12 Years a Slave is a remarkable film in which McQueen brings his distinctive visual aesthetic to bear on Three Kings scribe John Ridley’s adaptation of Northup’s shocking memoirs. The casual brutality of the slavers towards their victims is shocking, and McQueen’s camera is as unflinching as always in observing it, from the fixed-position long-take that observes Solomon’s first beating, to the already infamous and almost unbearable climactic long-take with a camera roving around Epps, Solomon and Patsey during a prolonged vindictive whipping. If Hunger was almost an installation about bodies in decay, andShame about bodies in motion, this is about bodies in torment. A decanter of whiskey is casually thrown into a slave’s face, a wound is ripped open with a scratch of nails, runaways are lynched besides Solomon, and Solomon himself is left hanging from a tight noose for hours while most of his fellow slaves strategically ignore his plight. This lacks a sequence where the mundane becomes transcendent, probably because of the subject; the closest we get is fire dying away at night with Solomon’s hopes.

The way McQueen’s camera silently observes the slaves being treated like livestock is more condemnatory than any polemical dialogue. Ridley’s script inserts a subtext into certain scenes about the insecurities and fears of the slave-owners, hidden behind their racist bluster, which makes even Fassbender’s vicious bible-thumping alcoholic more complicated than he first appears. Teabits sings about killing runaways to the new slaves, but is terrified of being shown up as an engineer by a slave. Epps’ wife is horrified at being replaced sexually by a slave, while Freeman breaks up a family because the daughter’s father was a master and this white blood increases her sexual desirability and price. Garret Dillahunt’s fallen overseer notes that masters must convince themselves the slaves are not human or repress their guilt. Ford tries to be good in this system, while Epps exploits it mercilessly and perhaps self-destructively. Regrettably amidst this intellectual subtlety Hans Zimmer’s key motif is instantly recognisable from his Inception score…

Steve McQueen is due a disaster, but so far he is proving to be something very rare –a film director who only makes masterpieces.

5/5

October 12, 2012

Ruby Sparks

The directors of Little Miss Sunshine return with a comedy-drama cross between Pygmalion and Stranger than Fiction that fails both as comedy and as drama.

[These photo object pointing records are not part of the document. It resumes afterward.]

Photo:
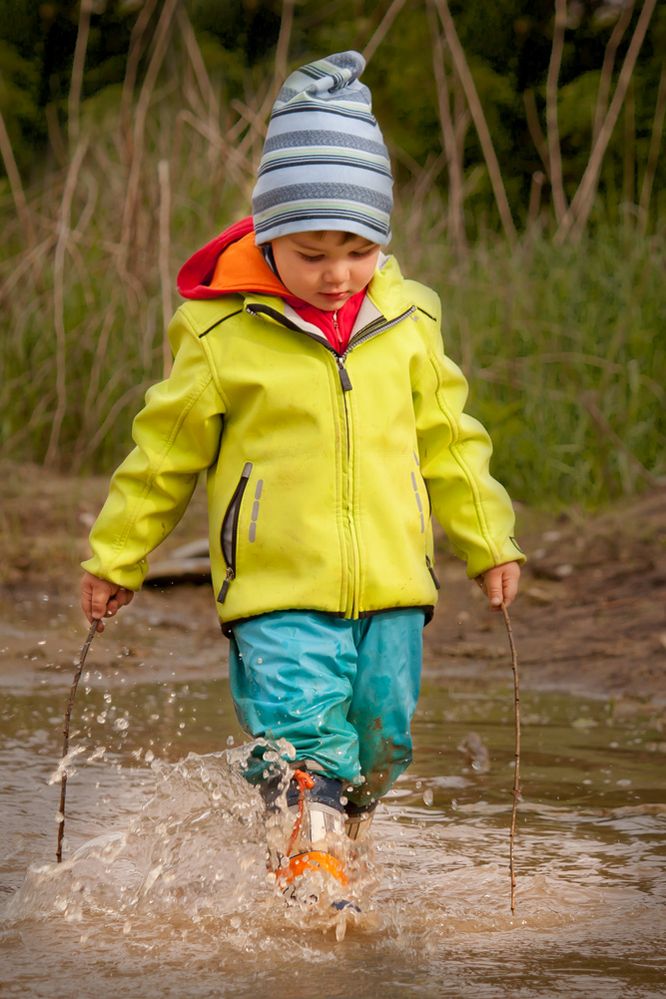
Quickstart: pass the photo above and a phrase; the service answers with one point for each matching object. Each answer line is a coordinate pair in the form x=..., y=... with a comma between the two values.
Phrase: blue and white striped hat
x=324, y=164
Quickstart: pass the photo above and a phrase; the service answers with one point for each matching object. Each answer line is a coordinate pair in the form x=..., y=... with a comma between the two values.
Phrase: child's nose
x=336, y=272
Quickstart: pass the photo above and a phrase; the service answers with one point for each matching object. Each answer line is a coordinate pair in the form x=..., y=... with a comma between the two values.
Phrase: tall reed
x=562, y=343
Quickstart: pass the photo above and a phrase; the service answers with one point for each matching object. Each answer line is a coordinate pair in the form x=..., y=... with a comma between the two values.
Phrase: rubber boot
x=308, y=844
x=359, y=820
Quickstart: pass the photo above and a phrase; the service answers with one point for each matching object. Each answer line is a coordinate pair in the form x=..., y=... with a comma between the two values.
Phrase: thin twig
x=552, y=127
x=15, y=185
x=78, y=66
x=608, y=65
x=382, y=29
x=653, y=152
x=64, y=233
x=516, y=772
x=164, y=253
x=479, y=118
x=574, y=221
x=456, y=217
x=65, y=733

Calvin Weir-Fields (Paul Dano) is a former literary wunderkind who set the book world alight with an epic novel when he was 19, but has since produced only short stories and is in analysis trying to crack his writer’s block. Dr Rosenthal (Elliott Gould) forces him to write about a woman who likes Calvin’s dog Scottie, as an exercise. Calvin starts to write about Ruby (Zoe Kazan), a girl in a dream who likes Scottie but is also very combative verbally. Soon he has written half a novel about her, and then she physically appears in his house as the perfect girlfriend conjured up by his imagination… Calvin think he is losing is mind, a conclusion heartily endorsed by his obnoxious sports agent brother Harry (Chris Messina). But a startling encounter with a literary groupie (Alia Shawkat) proves Ruby’s real…

Ruby Sparks is terribly unfunny, especially when set beside 2006’s Stranger than Fiction. There are good lines at long intervals, but only an amusing sequence where Ruby becomes insanely clingy actually lingers in the memory. Despite the fantastical set-up this is a game played with the oldest deck of rom-com cards. The man knows something the woman doesn’t, he wrote her, he doesn’t tell her, they fall in love, she finds out, they break up; can he make a grand gesture to win her back? Who cares? Ruby never sparkles enough to convince as the ideal woman, and Calvin isn’t remotely a loveable everyman. Chris Messina’s role is an empty cipher and he can’t showboat as all the script gives him are tiresomely predictable crude sexual remarks. Gould is tragically underused while Steve Coogan barely registers as Calvin’s pompous rival.

Instead of gags we’re given endless psychobabble masquerading as insightful drama. An awkward visit to Calvin’s mother (Annette Benning) and step-father (Antonio Banderas) is excruciating, especially as its sole (contradictory) purpose is to allow Ruby shrink her creator as ‘controlling’. Unfortunately Ruby hasn’t noticed that Calvin’s mother has been completely reshaped by her new husband, while the analysis buzzwords spouted by Ruby are almost identical to the self-justifying nonsense proffered by Lila (Deborah Ann Woll), who callously left Calvin weeks after his father’s death. Ruby Sparks is this week’s second release starring a couple, one of whom wrote the script, but this lacks even Hit and Run’s good heart. This is a quite insulting attempt to examine the male psyche by a female screenwriter who thinks such scrutiny means accusing men of not appreciating women.

By the end you’ll wish Calvin would just type ‘A grand piano falls on Ruby, the rope attached to it leads to an anvil that falls on Calvin, Road Runner appears and goes meep-meep’.